Theodore Flournoy: A Remembrance C. G. Jung
During the time of my relationship with Freud, I found a fatherly friend in Theodore Flournoy.
He was already an old man when I got to know him.
Unfortunately, he died a few years later.
When I was still a physician at the Burghi:izli, I read his book, Des Indes a la Planete Mars, which made a great impression on me.
I wrote Flournoy that I would like to translate it into German.
Only after half a year did I receive his answer in which he apologized for leaving my query unanswered so long.
To my regret, he had already chosen another translator.
Later I visited Flournoy in Geneva, and as I gradually recognized where Freud's limits lay, I traveled from time to time to [Flournoy] to talk with him.
It was important for me to hear what he thought about Freud, and he said extremely intelligent things about him.
Most of all, he put his finger on Freud's rationalism, which made much about him understandable and also explained his one-sidedness.
In 1912 I got Flournoy to attend the congress in Munich at which it came to the break between Freud and me.
His presence provided me with support.
In those years-especially after the separation from Freud-I had the feeling that I was still much too young to be independent.
I still needed moral support, and I especially needed someone with whom I could speak openly.
This I found in Flournoy and, therefore, he soon represented for me a kind of counterbalance to Freud.
With him I could also talk about all the problems which occupied me scientifically, about somnambulism, for instance, about parapsychology and the psychology of religion.
I had no one at that time who shared my interests in this regard. Flournoy's views aligned completely with mine and gave me some encouragement.
The concept of the imagination creatrice which especially interested me, I adopted from him.
I learned much from him, above all the way to observe a patient, the loving absorption in his story.

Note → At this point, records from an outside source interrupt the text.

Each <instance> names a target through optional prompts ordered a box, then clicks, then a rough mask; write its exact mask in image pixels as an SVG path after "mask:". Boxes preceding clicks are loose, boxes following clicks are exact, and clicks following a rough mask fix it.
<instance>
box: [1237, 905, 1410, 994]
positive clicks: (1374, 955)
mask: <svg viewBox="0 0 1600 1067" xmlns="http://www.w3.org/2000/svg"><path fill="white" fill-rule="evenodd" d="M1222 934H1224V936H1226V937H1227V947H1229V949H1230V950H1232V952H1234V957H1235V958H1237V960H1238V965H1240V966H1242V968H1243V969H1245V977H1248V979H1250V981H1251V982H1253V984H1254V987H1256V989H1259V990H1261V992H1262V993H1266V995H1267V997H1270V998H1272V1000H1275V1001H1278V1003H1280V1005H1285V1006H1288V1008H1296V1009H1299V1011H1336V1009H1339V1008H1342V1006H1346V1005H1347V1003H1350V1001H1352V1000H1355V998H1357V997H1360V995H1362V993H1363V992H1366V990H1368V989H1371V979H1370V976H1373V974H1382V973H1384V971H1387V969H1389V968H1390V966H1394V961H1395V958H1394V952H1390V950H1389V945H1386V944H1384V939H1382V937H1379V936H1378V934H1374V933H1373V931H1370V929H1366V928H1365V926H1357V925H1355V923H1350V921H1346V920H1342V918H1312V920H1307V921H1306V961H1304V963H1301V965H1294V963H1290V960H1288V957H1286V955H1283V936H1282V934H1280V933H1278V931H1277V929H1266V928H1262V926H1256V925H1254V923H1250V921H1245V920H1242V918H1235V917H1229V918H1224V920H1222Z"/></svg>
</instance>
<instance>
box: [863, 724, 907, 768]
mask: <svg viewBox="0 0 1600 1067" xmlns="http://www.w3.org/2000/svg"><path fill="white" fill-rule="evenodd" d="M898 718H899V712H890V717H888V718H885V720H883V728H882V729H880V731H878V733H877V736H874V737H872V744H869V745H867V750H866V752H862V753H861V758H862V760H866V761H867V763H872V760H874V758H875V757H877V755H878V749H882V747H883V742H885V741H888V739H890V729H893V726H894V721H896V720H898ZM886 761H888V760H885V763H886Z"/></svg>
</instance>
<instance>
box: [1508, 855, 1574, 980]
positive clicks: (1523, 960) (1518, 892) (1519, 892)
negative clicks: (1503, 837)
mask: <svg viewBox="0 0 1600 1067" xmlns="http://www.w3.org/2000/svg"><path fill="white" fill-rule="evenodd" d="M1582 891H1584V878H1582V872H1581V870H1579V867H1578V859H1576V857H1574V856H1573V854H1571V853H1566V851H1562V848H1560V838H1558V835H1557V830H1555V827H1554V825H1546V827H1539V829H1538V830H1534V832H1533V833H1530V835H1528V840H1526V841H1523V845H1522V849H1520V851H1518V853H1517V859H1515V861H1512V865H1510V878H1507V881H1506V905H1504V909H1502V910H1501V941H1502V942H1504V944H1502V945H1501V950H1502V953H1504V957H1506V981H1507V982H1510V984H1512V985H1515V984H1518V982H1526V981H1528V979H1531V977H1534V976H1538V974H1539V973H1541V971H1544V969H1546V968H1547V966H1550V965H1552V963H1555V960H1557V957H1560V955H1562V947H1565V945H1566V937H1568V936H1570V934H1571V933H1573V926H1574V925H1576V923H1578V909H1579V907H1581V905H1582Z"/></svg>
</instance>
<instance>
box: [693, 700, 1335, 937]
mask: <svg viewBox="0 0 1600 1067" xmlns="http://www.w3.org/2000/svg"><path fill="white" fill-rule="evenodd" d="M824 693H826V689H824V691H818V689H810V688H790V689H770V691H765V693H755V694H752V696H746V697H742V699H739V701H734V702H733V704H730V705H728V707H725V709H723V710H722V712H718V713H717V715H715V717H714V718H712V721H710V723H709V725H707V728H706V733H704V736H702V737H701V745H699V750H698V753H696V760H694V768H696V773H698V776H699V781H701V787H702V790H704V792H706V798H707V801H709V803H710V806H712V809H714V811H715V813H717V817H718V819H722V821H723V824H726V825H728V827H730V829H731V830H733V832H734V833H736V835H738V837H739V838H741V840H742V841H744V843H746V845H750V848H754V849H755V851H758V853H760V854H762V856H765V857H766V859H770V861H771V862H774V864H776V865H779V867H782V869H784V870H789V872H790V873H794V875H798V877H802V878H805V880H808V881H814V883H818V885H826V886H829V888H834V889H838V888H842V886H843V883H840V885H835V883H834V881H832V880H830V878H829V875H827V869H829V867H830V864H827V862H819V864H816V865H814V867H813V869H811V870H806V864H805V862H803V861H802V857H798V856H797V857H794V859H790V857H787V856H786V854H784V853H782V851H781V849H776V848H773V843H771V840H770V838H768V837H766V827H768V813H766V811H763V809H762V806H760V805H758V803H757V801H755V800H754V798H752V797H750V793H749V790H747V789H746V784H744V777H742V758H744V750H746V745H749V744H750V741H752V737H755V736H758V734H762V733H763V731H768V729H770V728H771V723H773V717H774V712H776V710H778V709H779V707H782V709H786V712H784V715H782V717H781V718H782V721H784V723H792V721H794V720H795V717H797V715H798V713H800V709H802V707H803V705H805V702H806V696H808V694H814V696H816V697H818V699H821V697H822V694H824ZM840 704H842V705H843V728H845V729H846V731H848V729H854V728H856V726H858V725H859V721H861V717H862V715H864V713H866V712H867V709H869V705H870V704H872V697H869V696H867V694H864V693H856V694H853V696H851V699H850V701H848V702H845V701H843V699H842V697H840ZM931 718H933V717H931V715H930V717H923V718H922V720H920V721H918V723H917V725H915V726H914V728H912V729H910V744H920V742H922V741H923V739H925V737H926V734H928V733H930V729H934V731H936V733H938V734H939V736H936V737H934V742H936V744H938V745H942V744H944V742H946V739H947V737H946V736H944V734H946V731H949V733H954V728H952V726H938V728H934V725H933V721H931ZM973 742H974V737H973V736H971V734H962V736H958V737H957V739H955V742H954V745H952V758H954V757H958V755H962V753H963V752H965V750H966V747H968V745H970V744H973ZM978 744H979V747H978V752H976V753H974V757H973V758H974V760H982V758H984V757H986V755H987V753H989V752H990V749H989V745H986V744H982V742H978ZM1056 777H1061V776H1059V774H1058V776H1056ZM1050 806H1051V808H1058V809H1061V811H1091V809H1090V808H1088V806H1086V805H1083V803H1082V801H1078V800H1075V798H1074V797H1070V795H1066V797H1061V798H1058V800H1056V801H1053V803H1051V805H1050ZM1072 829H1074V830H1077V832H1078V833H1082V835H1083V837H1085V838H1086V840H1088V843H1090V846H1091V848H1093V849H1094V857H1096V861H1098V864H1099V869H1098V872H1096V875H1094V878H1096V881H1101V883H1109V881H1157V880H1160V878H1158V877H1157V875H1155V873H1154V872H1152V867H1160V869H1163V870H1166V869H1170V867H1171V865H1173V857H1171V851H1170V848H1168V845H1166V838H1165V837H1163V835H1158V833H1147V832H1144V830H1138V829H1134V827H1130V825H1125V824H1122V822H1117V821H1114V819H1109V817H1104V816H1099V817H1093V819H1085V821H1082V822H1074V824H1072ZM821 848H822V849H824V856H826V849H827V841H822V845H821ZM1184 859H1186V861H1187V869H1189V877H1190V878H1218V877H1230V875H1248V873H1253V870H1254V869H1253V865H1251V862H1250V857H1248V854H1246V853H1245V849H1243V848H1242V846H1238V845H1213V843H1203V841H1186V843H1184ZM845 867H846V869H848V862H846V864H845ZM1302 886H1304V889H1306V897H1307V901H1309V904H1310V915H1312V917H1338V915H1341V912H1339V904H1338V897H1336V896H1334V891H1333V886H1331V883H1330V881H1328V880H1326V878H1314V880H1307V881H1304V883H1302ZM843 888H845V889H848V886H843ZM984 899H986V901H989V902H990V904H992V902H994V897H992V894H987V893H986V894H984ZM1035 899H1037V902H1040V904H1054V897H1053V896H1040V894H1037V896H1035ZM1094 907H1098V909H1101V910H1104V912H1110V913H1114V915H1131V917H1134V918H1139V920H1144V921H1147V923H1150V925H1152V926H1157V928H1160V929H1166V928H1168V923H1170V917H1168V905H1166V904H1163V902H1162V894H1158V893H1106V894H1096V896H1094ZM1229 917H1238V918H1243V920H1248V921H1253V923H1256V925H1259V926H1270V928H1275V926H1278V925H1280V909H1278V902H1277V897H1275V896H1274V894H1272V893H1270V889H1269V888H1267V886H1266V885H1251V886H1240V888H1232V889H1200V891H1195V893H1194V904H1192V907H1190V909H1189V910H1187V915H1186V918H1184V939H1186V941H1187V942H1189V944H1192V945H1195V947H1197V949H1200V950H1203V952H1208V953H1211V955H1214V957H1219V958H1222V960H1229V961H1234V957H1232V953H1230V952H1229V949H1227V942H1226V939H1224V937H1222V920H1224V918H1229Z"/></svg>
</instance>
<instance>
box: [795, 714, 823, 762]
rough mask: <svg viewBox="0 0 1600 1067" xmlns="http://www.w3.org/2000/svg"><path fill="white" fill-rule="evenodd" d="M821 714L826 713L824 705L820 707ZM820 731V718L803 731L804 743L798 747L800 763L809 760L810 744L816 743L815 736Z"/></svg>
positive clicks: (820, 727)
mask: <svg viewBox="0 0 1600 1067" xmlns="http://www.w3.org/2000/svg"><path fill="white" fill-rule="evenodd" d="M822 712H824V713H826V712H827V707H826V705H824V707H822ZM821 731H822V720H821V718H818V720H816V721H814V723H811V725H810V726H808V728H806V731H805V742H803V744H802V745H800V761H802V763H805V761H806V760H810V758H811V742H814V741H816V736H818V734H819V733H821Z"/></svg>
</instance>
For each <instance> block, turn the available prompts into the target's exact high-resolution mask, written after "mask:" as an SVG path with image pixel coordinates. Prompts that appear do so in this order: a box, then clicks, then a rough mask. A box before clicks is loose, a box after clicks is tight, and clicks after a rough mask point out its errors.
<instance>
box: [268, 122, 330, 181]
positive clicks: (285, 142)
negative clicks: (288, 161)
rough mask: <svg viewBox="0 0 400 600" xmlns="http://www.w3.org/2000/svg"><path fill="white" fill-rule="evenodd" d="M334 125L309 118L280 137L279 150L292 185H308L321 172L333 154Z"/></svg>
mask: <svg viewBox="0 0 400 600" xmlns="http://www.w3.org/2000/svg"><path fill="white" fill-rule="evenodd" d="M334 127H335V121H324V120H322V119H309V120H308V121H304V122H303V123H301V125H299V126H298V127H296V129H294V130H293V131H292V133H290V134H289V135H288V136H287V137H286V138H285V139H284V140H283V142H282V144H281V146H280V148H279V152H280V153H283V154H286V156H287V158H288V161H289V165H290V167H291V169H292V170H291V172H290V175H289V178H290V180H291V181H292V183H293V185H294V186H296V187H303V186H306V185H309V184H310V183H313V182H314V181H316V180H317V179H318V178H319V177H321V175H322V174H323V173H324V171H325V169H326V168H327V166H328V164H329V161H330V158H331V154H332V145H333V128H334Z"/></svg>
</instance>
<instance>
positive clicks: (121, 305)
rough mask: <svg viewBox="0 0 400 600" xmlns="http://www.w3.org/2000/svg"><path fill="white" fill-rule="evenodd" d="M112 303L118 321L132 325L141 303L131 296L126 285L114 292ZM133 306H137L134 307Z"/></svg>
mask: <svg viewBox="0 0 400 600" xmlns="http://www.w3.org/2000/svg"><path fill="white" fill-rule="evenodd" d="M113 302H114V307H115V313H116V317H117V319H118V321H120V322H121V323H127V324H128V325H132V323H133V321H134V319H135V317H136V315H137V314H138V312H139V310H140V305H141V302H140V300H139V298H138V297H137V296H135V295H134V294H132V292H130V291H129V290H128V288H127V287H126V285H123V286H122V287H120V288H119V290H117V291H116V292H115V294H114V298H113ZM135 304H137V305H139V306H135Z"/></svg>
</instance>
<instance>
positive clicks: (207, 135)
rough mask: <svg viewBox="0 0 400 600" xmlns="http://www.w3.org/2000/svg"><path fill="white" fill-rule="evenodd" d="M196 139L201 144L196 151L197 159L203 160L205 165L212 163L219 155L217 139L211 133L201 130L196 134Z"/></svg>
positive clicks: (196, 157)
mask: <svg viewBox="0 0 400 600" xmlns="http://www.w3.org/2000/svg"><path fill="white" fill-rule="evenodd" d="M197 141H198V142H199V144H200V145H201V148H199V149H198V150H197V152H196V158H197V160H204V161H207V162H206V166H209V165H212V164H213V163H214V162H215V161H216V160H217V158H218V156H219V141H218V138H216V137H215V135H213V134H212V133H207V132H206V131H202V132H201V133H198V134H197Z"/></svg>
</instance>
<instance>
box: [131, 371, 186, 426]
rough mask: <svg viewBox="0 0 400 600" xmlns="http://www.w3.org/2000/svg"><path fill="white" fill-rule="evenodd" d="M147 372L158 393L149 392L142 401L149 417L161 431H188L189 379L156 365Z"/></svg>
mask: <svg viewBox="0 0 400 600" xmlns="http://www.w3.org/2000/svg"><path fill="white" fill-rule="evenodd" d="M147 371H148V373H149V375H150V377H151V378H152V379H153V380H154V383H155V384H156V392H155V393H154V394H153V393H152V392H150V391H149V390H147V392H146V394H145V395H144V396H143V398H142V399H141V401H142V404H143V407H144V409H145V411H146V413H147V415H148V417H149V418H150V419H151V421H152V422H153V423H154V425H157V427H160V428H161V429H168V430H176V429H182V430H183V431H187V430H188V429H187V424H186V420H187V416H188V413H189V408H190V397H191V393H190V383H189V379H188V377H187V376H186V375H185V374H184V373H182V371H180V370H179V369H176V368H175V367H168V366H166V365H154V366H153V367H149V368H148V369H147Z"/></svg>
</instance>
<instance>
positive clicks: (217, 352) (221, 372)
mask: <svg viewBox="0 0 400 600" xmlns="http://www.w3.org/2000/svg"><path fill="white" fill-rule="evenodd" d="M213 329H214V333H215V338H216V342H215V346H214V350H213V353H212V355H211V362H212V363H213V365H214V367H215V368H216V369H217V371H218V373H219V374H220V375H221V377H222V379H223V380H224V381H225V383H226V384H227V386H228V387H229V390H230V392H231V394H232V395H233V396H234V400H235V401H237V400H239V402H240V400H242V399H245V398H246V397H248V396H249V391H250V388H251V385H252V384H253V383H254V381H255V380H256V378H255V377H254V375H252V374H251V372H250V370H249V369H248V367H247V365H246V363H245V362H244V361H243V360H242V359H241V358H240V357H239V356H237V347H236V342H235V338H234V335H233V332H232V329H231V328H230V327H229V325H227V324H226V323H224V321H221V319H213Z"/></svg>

I, therefore, also took up a case of his, namely that of Miss Miller. In Wandlungen und Symbole der Libido5 (1912), I subjected it to a careful analysis.
I had long been interested in the inter-relationships of schizophrenics' fantasy material, and Flournoy helped me to better understand them.
He saw problems as a whole, and he especially saw them objectively.
For him facts were important, what was happening.
He carefully approached a case and never lost sight of the whole.
My determining impression of Flournoy's scientific attitude was that he had a truly objective "approach" and, compared with Freud, that impressed me. Freud had a dynamic and penetrating manner: he expected something from his cases.
Flournoy wanted nothing.
He saw from a distance and saw clearly.
Through Freud's influence, I acquired knowledge but was not enlightened.
Flournoy taught me the need for distance from the object and supported and kept alive my effort to classify in a broad horizon.
His approach was more descriptive, without succumbing to assumptions.
In spite of a lively and warm interest for his patients, he always maintained an observing distance.
That way he kept sight of the whole.
Flournoy was a cultured and distinguished personality, very well educated, intellectually balanced, and with a differentiated sense of proportion.
All that was very beneficial for me.
He was a professor of philosophy and psychology.
He was heavily influenced by James's pragmatism, a perspective that does not appeal to the German spirit and, correspondingly, has not enjoyed the recognition which it deserves.
Especially for psychology, though, pragmatism is of no little importance.
What I especially valued in Flournoy was his philosophical perspective and, most of all, the deliberateness of his criticism which rested on a comprehensive education.